The two men were matched to fight for Finnegan’s British and Commonwealth light-heavyweight titles and Conteh’s European title at the Empire Pool, Wembley, on May 22, 1973. For boxing purists this was a contest to savour, one that had everything. North versus South, promising youngster versus proven champion and boxer versus puncher.
As a 15-year-old fan and very new to the game, I was almost beside myself with anticipation at the thought of this contest. I had recent memories of watching George Foreman demolishing Joe Frazier, and Ken Norton causing a huge upset with his points victory over Muhammad Ali, but this was the first time I had taken a keen interest in a domestic match-up and I think that the fight still stands the test of time as one of the great post-war match-ups between British boxers. It is, in my opinion, right up there with Benn-Eubank and Froch-Groves.
I used to write regularly to an old man named Arthur Rudkin, now long dead, who regularly had his letters published in BN, and Arthur promised me that he would send me a programme for the contest as he was travelling from Nottinghamshire to Wembley to witness it. He kept his promise, and it arrived in the post the following week. Remarkably, it cost only 15p – those were the days! Fight programmes are rarely produced at all these days and that is a shame, for they make marvellous mementoes.
BN had originally announced the bout in late March and, as it involved two terrific fighters at a very high-level, it excited everyone within the game. In the preview for the bout BN stated that “Conteh’s power should sway it, but Finnegan will fight to the limit.” This prediction was bang-on, for it was a tremendous contest that went the full 15 rounds with the action ebbing and flowing as first one, and then the other, held sway. Graham Houston, BN editor at the time, reported that “Conteh and Finnegan provided one of the greatest light-heavyweight battles in years at the Empire Pool. Conteh won beyond doubt after 15 memorable rounds, but Finnegan stayed with him to the end, and as predicted, forced Conteh to dredge up his final reserves of stamina and courage. Conteh showed classy shifts and punch-picking that reminded some ringsiders of [Ray] Robinson and [Jose] Napoles.” High praise indeed.

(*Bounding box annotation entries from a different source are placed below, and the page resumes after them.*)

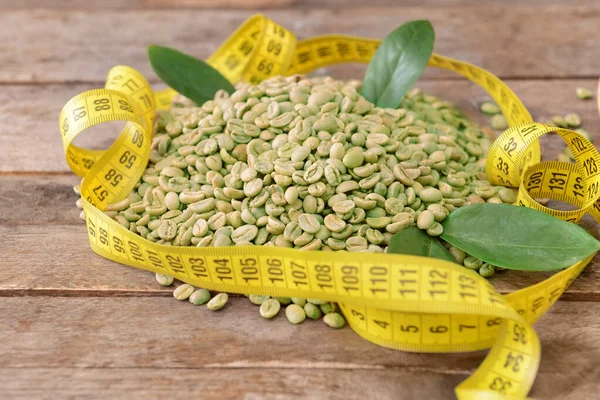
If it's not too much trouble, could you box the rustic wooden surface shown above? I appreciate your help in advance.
[0,0,600,399]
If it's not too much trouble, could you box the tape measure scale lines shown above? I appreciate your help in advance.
[59,15,600,399]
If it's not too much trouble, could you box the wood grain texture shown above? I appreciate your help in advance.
[0,0,594,10]
[0,298,600,399]
[0,2,600,82]
[0,368,467,400]
[0,78,600,172]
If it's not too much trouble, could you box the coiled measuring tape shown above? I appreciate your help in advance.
[59,15,600,399]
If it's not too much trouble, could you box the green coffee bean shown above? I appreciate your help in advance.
[463,256,483,270]
[323,313,346,329]
[206,293,229,311]
[173,283,195,300]
[155,272,174,286]
[188,289,210,306]
[285,304,306,325]
[107,77,502,276]
[248,294,271,306]
[417,210,435,230]
[575,88,592,100]
[479,263,495,278]
[260,299,281,319]
[298,214,321,234]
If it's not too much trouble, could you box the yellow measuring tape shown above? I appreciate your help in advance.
[59,15,600,399]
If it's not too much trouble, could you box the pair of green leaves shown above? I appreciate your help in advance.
[148,21,435,108]
[388,204,600,271]
[148,46,235,105]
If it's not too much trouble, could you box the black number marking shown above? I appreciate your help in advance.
[504,137,517,157]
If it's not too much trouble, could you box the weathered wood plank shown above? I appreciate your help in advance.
[0,3,600,82]
[0,0,594,10]
[0,78,600,172]
[0,297,600,399]
[0,368,462,400]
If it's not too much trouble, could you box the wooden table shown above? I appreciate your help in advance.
[0,0,600,399]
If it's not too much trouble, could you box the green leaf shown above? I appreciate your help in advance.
[388,226,455,262]
[441,204,600,271]
[148,46,235,105]
[361,21,435,108]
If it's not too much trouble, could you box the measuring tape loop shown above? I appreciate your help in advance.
[59,15,600,399]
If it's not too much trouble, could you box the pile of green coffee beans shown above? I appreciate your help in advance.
[76,76,516,326]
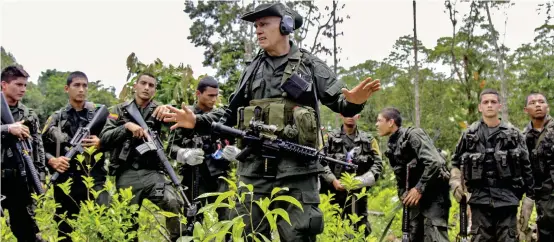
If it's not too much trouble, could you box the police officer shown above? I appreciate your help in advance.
[519,93,554,242]
[170,76,230,222]
[1,65,46,241]
[321,114,383,236]
[375,108,451,241]
[42,71,108,241]
[164,3,380,241]
[100,73,183,241]
[450,89,533,241]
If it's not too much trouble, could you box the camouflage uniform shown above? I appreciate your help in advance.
[1,102,46,241]
[452,120,533,241]
[523,116,554,241]
[42,102,109,241]
[100,101,183,241]
[170,105,230,221]
[321,126,383,236]
[385,127,451,241]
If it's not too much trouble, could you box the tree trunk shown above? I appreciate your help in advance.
[485,2,509,121]
[413,0,421,128]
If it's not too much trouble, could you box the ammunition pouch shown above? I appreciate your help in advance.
[238,98,317,148]
[461,153,485,181]
[281,73,310,100]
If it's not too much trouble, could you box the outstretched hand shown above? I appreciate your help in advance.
[164,103,196,130]
[342,77,381,104]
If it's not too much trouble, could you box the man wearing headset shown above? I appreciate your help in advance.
[164,3,380,241]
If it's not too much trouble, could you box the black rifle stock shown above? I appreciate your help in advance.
[458,162,468,242]
[212,121,358,169]
[47,105,110,184]
[0,92,44,195]
[127,103,196,219]
[401,159,417,242]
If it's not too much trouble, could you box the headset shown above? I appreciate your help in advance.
[279,11,294,35]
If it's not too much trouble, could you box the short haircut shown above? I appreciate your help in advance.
[479,88,500,102]
[380,107,402,127]
[525,91,548,107]
[66,71,88,86]
[196,76,219,93]
[1,64,29,83]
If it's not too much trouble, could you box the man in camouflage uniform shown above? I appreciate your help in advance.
[450,89,533,241]
[42,71,108,241]
[321,114,383,236]
[170,76,230,222]
[100,74,183,241]
[375,108,451,241]
[1,65,46,241]
[519,93,554,242]
[164,3,380,241]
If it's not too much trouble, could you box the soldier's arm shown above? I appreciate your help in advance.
[314,57,365,117]
[0,124,10,135]
[194,108,225,135]
[452,132,467,169]
[408,128,442,193]
[518,133,535,199]
[29,110,47,182]
[99,105,132,147]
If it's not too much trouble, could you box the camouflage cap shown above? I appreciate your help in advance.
[241,2,304,30]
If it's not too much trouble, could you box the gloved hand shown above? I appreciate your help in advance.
[354,171,375,189]
[222,145,241,161]
[176,148,204,166]
[518,197,535,235]
[449,168,467,202]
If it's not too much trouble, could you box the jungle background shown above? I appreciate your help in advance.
[1,0,554,241]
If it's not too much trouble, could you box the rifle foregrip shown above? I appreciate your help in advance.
[212,122,246,138]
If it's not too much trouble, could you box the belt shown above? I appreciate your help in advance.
[2,169,19,178]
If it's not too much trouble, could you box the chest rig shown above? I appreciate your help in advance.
[116,101,161,164]
[0,103,34,168]
[461,122,523,189]
[237,49,318,147]
[56,102,96,137]
[385,127,423,186]
[328,131,375,177]
[527,120,554,181]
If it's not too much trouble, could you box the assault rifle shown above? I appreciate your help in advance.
[126,103,196,221]
[46,105,110,184]
[0,93,44,195]
[456,162,468,242]
[402,159,417,242]
[212,120,358,169]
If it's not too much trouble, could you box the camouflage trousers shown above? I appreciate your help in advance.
[470,204,518,242]
[409,198,450,242]
[116,168,184,241]
[231,174,323,241]
[536,196,554,242]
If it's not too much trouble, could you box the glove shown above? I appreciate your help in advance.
[518,197,535,233]
[176,148,204,166]
[222,145,241,161]
[354,171,375,189]
[449,168,467,202]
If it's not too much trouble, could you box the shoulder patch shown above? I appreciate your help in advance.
[41,115,53,134]
[314,60,332,79]
[108,113,119,120]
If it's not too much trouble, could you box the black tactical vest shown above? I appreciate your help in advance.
[461,121,523,190]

Conteh, of course, went on to win the WBC title back when only two world belts were available, and he defended it against some class men. But before doing so he had to punch his way past Chris Finnegan again, as the rematch was a natural. This time John won more decisively, beating Chris by sixth-round stoppage at the Royal Albert Hall, almost exactly a year later.
Finnegan retired the following year after winning the Lonsdale Belt outright and what a fighter he was. He only really lacked a big punch as he had everything else, guts, skill, determination, and stamina. John is very much still with us as, I am pleased to say, is my commemorative programme.